True enough. But Mulshine goes on to include Confederate monuments in the category of historic American artifacts that deserve to be preserved. That’s where we differ.

First of all, there is no “alt-Left”. The Left has always been anti-American, at least since the rise of the New Left half a century ago. It stands to reason that they’d want to remove true American heroes, and morally equate a Washington with a Lee. Under cover of the white nationalist, alt-Right controversy, the New Left is making a direct assault on reason, individual rights, limited rights-protecting government, and free market capitalism.

Having said that, count me among those who would remove statues that hold up Confederate leaders among America’s heros. They are no such thing. True, history is messy. Most historical figures were mixed bags, morally. Plus, context is everything. We should be very careful about where we draw the moral lines. It should not be taken lightly. Many factors must be balanced. But we can and should draw moral lines.  

People like George Washington, despite being a slave owner, fought for and help Found a country based on the principles of political equality that rips the “justifications” for slavery to shreds. It is they who gave the philosophic firepower to the Abolitionist Movement led by people like former slave Frederick Douglass. Christopher Columbus’s courageous explorations and discovery of the New World, extending Western Civilization with its science and progress to a primitive land, ultimately setting in motion the chain of events that resulted in Founding of the United States of America.

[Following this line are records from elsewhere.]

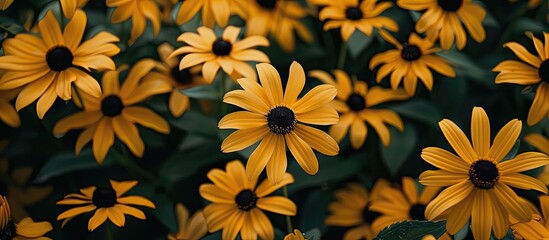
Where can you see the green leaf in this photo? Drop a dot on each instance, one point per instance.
(412, 230)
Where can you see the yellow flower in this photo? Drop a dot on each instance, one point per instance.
(47, 66)
(478, 180)
(168, 71)
(189, 228)
(354, 103)
(352, 209)
(113, 113)
(226, 52)
(276, 118)
(107, 202)
(213, 11)
(350, 15)
(536, 71)
(443, 20)
(237, 203)
(139, 11)
(409, 62)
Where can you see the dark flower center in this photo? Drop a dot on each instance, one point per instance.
(268, 4)
(245, 200)
(221, 47)
(281, 120)
(410, 52)
(59, 58)
(353, 13)
(182, 76)
(356, 102)
(450, 5)
(543, 71)
(104, 197)
(484, 174)
(417, 212)
(112, 106)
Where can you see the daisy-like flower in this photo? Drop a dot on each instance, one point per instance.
(189, 227)
(106, 202)
(26, 229)
(280, 19)
(213, 11)
(168, 70)
(478, 180)
(352, 209)
(47, 66)
(139, 11)
(225, 52)
(113, 113)
(409, 62)
(533, 70)
(350, 15)
(355, 106)
(238, 204)
(443, 20)
(278, 119)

Confederate “heroes” fought to create and protect a reactionary breakaway nation that explicitly rejected the proposition that all men are equal in unalienable rights. The Confederacy had to reject those principles and turn its back on America: slavery could not indefinitely coexist with the Declaration of Independence, America’s philosophic blueprint. One or the other had to go, and they knew it. The Confederates dumped the Declaration of Independence.

You don’t have to excuse their ownership of slaves to recognize the great achievements of a Washington or a Jefferson. America inherited slavery, and thanks to visionary leaders like Washington and Jefferson, America became part of the solution. They were on the right side of the struggle for a fully free country for all people, and on balance we have a much better country and world for their heroic efforts. The Confederacy was part of the problem. It was willing to reject America’s Founding principles and tear the United States apart to protect a racist slave dictatorship.

We should always remember history in its full context. But that principle does not forbid moral evaluations or require moral agnosticism. The Confederacy is part of history—but not part of American history. The same applies to the New Left. Both promote slavery—in the case of the Confederacy, racist slavery; for the New Left, Marxist egalitarian slavery. Both represent the rejection of Americanism.